At 6 in the evening, the center of Mumbai was like a ghost of itself. In the blue hour, I caught Flora fountain looking like a funeral, a few mourners standing and gawking. Niece Moja has taken the day off from counseling and spent the day with us. After her partner finished an interview (you can carry your work with you when it moves online) we drove out for a coffee and this funeral. The fountain was built in the 1860s, when the British built Fort George was finally demolished, at its former Church Gate. The antennas belong to the Central Telegraph Office. Ugly constructions like that belong to the 1960s.

Another change is coming now. The new Mumbai metro will have a station at the fountain. Metro stations everywhere have the same construction: either a single cylinder with platforms on two sides, or two cylinders passing a central platform. When that hole in the ground is filled up, this station will have a central platform, and a first underground level for customer services. The city is slowly changing. Niece Moja is one of the small fraction of millennial Mumbaikars who actually knows south Mumbai; she spent her college years haunting cafes and restaurants here.

But even she was surprised that a desirable property just next to the fountain had been entirely taken over by Zara. The blaze of lights from its open doors showed us a cyclist and a person parking a scooter. I don’t think the shop’s had a customer in a while. Mumbai has split so visibly into the two cities that it always was: the service providers who must brave the horrible lengthened commute every day to open shops which the service takers are too afraid to go into. The corona virus will become endemic, we have to learn to live with it. Care, not fear, is the future.

Author: I. J. Khanewala

I travel on work. When that gets too tiring then I relax by travelling for holidays. The holidays are pretty hectic, so I need to unwind by getting back home. But that means work.

14 thoughts on “Ghost city”

  1. The food joints and cafes are badly hit, many food joints in my place have closed down. The wine shops are doing brisk business though…

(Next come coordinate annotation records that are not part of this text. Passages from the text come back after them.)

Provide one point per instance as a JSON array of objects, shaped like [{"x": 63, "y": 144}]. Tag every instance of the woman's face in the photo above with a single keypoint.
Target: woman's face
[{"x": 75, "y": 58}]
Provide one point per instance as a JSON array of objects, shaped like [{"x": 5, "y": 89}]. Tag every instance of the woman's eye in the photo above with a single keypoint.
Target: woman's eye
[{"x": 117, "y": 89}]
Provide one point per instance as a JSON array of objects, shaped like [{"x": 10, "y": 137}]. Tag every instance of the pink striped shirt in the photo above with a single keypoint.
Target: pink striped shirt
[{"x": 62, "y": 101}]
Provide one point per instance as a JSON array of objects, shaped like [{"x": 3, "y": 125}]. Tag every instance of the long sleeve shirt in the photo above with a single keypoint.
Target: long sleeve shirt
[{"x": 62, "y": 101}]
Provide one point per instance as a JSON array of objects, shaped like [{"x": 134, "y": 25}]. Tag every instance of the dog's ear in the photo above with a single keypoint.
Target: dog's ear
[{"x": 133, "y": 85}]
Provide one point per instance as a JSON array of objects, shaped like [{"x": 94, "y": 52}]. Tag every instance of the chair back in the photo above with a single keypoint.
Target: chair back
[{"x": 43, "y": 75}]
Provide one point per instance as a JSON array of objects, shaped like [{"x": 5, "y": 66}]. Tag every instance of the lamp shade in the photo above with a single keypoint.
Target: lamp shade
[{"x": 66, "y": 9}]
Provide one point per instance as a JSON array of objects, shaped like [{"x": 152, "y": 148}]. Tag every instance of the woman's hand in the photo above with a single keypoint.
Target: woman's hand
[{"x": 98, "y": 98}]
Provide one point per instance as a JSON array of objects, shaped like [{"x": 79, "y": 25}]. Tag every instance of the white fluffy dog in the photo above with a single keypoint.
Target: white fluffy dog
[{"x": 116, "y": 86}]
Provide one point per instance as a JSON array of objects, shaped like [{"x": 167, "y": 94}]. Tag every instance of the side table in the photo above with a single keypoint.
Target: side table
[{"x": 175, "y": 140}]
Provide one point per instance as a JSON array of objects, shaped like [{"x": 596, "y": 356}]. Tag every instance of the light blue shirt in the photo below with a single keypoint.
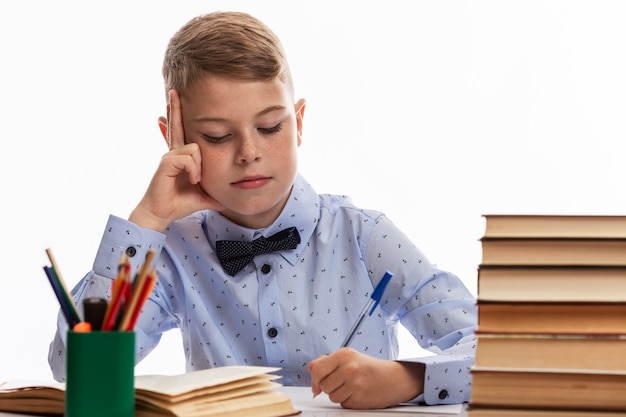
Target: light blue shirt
[{"x": 285, "y": 309}]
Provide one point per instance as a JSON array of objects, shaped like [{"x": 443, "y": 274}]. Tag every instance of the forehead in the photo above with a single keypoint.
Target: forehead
[{"x": 222, "y": 97}]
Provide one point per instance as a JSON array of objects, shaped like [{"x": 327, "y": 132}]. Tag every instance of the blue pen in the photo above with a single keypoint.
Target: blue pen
[{"x": 371, "y": 306}]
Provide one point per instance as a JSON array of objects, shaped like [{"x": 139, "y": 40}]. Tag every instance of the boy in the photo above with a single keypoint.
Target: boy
[{"x": 233, "y": 131}]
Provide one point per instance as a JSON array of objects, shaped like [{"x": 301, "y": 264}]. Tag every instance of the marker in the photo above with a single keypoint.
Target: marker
[
  {"x": 82, "y": 327},
  {"x": 371, "y": 306},
  {"x": 94, "y": 309}
]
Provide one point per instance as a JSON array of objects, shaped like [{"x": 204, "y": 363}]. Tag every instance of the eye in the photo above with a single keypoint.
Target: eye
[
  {"x": 270, "y": 130},
  {"x": 215, "y": 139}
]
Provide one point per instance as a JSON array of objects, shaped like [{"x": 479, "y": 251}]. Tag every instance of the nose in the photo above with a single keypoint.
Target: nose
[{"x": 248, "y": 150}]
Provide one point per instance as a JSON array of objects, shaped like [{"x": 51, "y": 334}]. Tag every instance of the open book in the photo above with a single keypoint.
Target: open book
[{"x": 229, "y": 391}]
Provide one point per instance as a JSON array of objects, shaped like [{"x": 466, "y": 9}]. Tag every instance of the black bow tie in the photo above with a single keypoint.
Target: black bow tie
[{"x": 235, "y": 255}]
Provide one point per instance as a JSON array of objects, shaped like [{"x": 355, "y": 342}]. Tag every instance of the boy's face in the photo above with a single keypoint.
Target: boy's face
[{"x": 248, "y": 133}]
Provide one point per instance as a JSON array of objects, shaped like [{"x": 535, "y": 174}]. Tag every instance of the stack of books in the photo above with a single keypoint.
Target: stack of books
[{"x": 551, "y": 336}]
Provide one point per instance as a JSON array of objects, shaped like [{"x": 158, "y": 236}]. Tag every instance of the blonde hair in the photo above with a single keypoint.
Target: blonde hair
[{"x": 232, "y": 44}]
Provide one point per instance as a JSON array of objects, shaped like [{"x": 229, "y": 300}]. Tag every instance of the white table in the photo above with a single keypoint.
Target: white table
[{"x": 321, "y": 406}]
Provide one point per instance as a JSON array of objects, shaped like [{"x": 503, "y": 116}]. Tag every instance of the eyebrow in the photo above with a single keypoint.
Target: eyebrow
[{"x": 263, "y": 112}]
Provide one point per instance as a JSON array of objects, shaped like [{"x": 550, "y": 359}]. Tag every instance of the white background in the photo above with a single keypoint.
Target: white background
[{"x": 433, "y": 112}]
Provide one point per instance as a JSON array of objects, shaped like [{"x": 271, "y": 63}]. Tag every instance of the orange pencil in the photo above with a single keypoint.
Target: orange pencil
[
  {"x": 148, "y": 286},
  {"x": 121, "y": 285},
  {"x": 138, "y": 284}
]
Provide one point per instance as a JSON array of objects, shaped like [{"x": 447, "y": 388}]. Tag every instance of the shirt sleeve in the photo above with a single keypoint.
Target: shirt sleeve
[
  {"x": 436, "y": 308},
  {"x": 120, "y": 236}
]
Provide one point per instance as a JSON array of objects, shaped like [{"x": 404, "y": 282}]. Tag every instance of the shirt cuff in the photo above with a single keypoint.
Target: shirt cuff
[
  {"x": 123, "y": 237},
  {"x": 447, "y": 379}
]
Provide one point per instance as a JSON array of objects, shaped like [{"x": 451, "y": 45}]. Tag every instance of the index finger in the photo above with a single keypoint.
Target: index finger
[{"x": 175, "y": 131}]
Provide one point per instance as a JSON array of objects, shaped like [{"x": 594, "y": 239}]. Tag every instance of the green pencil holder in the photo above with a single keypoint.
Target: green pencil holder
[{"x": 100, "y": 374}]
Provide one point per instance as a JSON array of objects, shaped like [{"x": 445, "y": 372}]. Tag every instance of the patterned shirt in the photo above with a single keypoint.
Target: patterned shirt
[{"x": 287, "y": 308}]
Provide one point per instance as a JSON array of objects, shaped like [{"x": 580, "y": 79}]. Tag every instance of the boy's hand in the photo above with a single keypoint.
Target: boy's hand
[
  {"x": 356, "y": 380},
  {"x": 174, "y": 191}
]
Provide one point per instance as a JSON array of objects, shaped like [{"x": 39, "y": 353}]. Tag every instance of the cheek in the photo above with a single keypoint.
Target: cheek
[{"x": 213, "y": 162}]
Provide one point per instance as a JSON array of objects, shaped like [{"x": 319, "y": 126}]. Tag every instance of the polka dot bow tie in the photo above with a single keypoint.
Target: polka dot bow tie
[{"x": 235, "y": 255}]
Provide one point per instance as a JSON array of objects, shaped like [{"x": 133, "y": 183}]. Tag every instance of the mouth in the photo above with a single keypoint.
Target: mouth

    Those Ghost town photos reminded me of Kudremukh town which I had visited some time after it was closed down and vacated.

    Liked by 1 person

  2. Same here. Our downtown has been a ghost town since March. We are well into the second wave with partial lockdowns in most regions. I’m certain that many of the businesses and restaurants that have been forced to close a second time will not re-open 😦

    Liked by 1 person

  3. Care not fear: we were in a restaurant yesterday that the manager said was doing 80% of its previous business. But most of that business is through carry-out, so many servers have lost their jobs although the restaurant survives.